When cash is easy to come by, young drug makers can keep their options open. And that means not having to flog the family silver to keep the lights on.
This is one explanation for the dip in licensing deals last year; there is certainly no shortage of motivated buyers. The finding echoes a decline in company takeouts in 2019, presumably for the same reason, though this analysis also confirms that asset prices held up last year. Most notably, the average up-front fee paid for a phase II asset surged to almost $140m, a more than five-year high.
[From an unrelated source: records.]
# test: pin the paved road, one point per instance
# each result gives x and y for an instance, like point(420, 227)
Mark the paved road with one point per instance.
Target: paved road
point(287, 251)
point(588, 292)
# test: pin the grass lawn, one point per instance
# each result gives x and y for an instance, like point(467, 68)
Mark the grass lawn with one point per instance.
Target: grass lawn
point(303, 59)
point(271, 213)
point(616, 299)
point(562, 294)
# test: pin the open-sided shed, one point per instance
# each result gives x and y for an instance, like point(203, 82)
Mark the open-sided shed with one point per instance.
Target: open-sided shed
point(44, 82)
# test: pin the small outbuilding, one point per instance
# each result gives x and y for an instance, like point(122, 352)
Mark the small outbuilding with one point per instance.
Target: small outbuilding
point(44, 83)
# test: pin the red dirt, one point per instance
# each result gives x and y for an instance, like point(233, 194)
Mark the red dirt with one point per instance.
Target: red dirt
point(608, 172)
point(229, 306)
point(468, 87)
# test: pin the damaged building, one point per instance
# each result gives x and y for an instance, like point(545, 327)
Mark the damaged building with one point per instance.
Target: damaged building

Averages can be skewed by outliers, of course, though this jump at phase II can also be seen in the median values. It is also revealing that phase III assets tend to attract lower prices than those at earlier clinical stages – hope and hype are apparently much more effective tools to drive up price tags than later-stage data, which might inconveniently reveal the true value of an asset.
Of course these charts also reflect the huge competition for promising development projects, and most large developers prefer to take over in the early stages of clinical work. Many of the phase II projects over which deals were struck will also have generated positive data, allowing them to be regarded “phase III ready”.
But these trends do support an earlier Vantage analysis of EvaluatePharma's M&A data, which found a big jump in the premiums being paid for research-stage companies (What makes a great year for takeovers?, January 9, 2020). It is not just big pharma fishing around for deals now – traditional big biotech and other maturing developers, like Vertex and Alexion, are also keen to replenish pipelines.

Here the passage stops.